MicroARN. Hace una década se describió una forma de regulación genética que utilizaba pequeñas moléculas de ARN (microARN) para enlazarse a ARN más grandes. Antes indicábamos que los intrones, no codificantes, servían como elementos espaciadores de los exones, codificantes. A partir del ADN correspondiente (intrones+exones) se obtiene un transcrito inicial de ARN que ha de podarse de su contenido intrónico para que se enlace secuencialmente las porciones exónicas. Pero no todos los intrones se degradan totalmente, ya que algunos contienen porciones de microARN que pueden utilizarse para interferir (secuencias complementarias facilitadoras de formar dobles hebras), regular o destruir a ARN procedente de otros genes. Por ello se pueden considerar como verdaderos factores transcripcionales de control y regulación genéticas en procesos relacionados con el desarrollo: proliferación celular, diferenciación neuronal, muerte programada celular, etcétera.

Riboconmutadores.

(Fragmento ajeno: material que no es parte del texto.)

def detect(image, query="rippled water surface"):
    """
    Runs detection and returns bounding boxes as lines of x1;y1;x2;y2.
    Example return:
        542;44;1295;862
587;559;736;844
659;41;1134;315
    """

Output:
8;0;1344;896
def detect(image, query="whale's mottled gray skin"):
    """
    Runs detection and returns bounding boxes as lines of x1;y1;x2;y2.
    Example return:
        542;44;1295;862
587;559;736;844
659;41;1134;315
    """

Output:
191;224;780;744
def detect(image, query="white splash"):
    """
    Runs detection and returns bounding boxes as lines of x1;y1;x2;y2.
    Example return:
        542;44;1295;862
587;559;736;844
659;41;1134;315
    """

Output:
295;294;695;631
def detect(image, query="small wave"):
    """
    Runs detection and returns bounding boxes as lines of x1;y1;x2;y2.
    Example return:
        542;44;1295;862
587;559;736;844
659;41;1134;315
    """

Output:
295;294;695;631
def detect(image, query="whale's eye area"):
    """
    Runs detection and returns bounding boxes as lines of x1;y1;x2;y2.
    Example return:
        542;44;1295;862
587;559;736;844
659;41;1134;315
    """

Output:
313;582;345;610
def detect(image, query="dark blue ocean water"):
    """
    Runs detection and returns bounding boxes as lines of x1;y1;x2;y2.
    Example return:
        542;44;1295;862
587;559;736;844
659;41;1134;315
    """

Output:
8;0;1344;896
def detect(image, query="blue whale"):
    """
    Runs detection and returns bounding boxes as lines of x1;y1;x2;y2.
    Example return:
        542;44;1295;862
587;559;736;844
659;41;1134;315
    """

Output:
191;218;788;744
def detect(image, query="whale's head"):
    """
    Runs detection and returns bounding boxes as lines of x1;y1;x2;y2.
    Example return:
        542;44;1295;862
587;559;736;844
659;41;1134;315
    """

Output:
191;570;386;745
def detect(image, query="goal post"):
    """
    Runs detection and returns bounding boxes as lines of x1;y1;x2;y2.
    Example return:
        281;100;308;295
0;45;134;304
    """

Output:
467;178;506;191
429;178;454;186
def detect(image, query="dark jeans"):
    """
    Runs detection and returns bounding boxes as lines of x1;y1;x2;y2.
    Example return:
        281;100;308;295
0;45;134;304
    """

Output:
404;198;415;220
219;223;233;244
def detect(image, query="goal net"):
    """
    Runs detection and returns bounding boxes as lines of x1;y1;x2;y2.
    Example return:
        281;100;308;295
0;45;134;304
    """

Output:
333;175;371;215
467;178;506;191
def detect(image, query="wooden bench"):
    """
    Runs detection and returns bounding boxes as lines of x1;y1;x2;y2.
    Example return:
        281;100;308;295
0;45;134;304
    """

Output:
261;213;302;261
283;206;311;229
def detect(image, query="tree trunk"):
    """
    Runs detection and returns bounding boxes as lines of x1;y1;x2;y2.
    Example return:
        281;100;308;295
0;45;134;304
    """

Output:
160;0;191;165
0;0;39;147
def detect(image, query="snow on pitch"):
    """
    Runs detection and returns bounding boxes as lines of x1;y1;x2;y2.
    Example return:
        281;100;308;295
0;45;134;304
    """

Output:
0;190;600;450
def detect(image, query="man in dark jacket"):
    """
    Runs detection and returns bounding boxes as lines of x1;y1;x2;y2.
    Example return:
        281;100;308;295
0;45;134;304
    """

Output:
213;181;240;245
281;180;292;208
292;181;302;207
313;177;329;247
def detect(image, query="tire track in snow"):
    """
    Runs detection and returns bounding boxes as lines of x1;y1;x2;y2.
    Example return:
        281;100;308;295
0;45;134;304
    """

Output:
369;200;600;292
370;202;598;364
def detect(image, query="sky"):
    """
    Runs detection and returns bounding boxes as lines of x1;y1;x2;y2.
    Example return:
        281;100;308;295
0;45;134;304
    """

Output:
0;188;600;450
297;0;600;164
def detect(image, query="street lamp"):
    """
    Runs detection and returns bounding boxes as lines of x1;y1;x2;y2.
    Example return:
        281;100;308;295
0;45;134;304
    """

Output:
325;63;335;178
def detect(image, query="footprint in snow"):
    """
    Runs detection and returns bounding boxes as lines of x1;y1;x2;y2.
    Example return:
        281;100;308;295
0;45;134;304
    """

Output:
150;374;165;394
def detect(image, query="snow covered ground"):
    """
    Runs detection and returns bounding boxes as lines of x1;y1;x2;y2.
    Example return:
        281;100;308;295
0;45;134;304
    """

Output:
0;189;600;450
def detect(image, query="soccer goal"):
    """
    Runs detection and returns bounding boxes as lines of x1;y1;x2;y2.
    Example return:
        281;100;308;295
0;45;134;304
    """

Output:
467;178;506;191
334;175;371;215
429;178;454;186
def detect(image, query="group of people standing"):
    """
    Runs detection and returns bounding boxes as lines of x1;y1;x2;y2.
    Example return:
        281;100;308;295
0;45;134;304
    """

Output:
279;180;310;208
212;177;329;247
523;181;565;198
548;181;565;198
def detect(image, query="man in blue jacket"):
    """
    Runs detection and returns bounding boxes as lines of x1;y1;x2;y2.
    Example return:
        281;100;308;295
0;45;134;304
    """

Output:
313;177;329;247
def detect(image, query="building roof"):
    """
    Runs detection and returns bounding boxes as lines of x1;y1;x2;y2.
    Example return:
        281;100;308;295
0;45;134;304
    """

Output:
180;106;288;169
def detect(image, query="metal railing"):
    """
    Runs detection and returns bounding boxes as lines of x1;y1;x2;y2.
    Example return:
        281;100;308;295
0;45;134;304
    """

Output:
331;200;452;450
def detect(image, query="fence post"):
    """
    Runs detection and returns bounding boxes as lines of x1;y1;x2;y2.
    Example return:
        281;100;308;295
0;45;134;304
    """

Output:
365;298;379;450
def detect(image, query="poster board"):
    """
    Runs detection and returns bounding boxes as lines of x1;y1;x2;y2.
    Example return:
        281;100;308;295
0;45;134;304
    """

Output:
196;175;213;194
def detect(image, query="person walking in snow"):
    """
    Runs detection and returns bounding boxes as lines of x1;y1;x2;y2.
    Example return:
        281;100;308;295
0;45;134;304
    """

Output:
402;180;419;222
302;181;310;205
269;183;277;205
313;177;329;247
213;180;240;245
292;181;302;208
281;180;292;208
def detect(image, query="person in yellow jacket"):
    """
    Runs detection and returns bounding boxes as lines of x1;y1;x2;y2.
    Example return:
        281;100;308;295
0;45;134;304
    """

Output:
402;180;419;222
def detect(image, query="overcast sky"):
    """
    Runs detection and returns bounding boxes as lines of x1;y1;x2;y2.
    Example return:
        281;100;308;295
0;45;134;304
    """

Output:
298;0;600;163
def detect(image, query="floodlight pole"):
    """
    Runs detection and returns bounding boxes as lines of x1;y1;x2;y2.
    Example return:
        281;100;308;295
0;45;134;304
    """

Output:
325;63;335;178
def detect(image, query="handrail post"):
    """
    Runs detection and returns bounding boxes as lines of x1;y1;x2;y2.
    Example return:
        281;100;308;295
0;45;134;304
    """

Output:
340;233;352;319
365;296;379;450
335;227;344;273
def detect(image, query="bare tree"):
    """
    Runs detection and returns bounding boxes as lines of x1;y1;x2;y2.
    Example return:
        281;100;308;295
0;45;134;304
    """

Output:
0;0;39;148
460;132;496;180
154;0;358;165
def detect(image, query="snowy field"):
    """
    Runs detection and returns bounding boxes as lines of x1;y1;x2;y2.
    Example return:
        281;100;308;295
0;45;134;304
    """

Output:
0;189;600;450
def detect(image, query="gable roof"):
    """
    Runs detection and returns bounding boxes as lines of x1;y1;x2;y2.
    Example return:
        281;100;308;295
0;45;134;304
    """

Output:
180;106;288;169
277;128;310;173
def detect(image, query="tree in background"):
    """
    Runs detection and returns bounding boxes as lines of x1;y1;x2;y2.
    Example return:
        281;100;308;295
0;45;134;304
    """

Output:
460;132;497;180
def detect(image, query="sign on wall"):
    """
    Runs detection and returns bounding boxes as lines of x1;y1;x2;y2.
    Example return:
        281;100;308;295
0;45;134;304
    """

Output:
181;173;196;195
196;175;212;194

Descubiertos hace pocos años son precisos conmutadores genéticos, producidos a partir de la información de ADN situado en las porciones terminales no codificantes de los genes. En el ARN producido, una parte porta la secuencia codificadora de una proteína pero solo tiene lugar el proceso de síntesis si una determinada molécula o factor ambiental específico activan al riboconmutador. Por ello, los riboconmutadores controlan los estímulos ambientales. Las posibilidades farmacológicas en este campo son fantásticas.

En este ReNAcimiento del ARN los acontecimientos, cada vez más interesantes, se suceden sin cesar. El genoma humano seguirá deparándonos sorpresas enormes en el futuro.